We’ve all seen it. It’s the early going for any team sport, exercise, dance, singing or instrumental class, at any age, any level. In the first few practices or classes, everyone tries to get the hang of it. The coaches or instructors are giving advice and encouragement to everyone. As things progress, two or three players start to break out and show more improvement. Another three or four are really struggling. The ones in the middle are doing ok.

What do the coaches/instructors do? They start to focus their energy on the quick starters. Why? Because they’re the ones who seem to “get it” — to be responding to the leaders’ efforts. These are the “good guys,” the “winners,” the ones who can help us win — be successful — right?

Then what happens? A couple more in the middle group move up and get better as they’re inspired by the performance of the top group and by the increased attention those players are getting from the coaches/instructors. The bottom group begins to lose interest. They’re the ones that will soon be assigned to less important roles, furthering the distance between them and the coaches’/instructors’ attention and energy field.

Pretty soon the participants have settled into two groups: a special in-group of about four or five players getting all the attention, and the other seven or eight just going along, disengaged and not really enjoying the game, the exercise, the song or dance, or the interaction. Some may start to feel marginalized and dejected. A couple might actually quit. But most will stay with it, often because of peer pressure or just the notion that nobody wants to “be a quitter.”

Then what have you got? A team with a few stars, really playing hard, while the rest just show up, going through the motions.

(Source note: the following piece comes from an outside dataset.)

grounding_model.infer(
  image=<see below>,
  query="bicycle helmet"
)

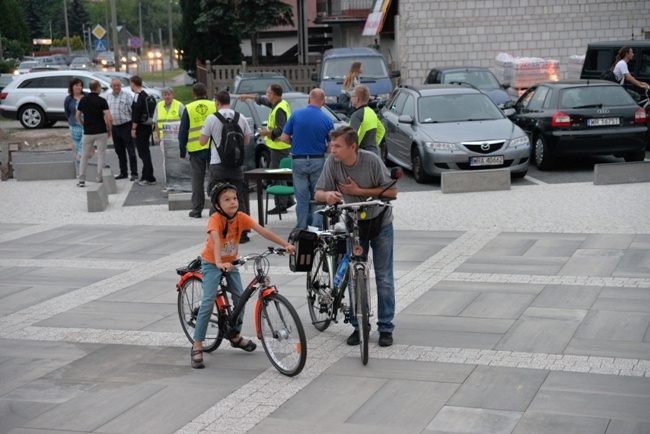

It’s natural for leaders, putting out messages to a group, to respond to and engage with the first ones to get it, but at a cost of possibly spoiling the top players, actually losing a couple of others from the roster and marginalizing the rest of the team!

Exercise: For a day or two, keep track of where your energy is focused: With which of your team members are you spending most of your time? What kinds of conversations are you having and with whom? What kinds of feedback are you giving and to whom? 

To accomplish your team’s mission, you need everyone to be productive. A few top performers can’t do everyone’s job, no matter how good they are.

  • Quick starters can become smug and complacent with too much attention, creating a bad vibe in your “clubhouse” and sabotaging your work environment.
  • Other team members who weren’t as quick out of the starting blocks may have the potential to become just as effective, maybe more so, with a little time and guidance and encouragement from you.
  • Spending the time and effort to engage other players can help you develop important leadership skills you’ll need to complete really big and important projects.

Try to resist the inclination to limit your energies to those members who are quick to appreciate and pick up on your message. Focusing too much on them could spoil them and lose others who could be critical in helping you get the job done.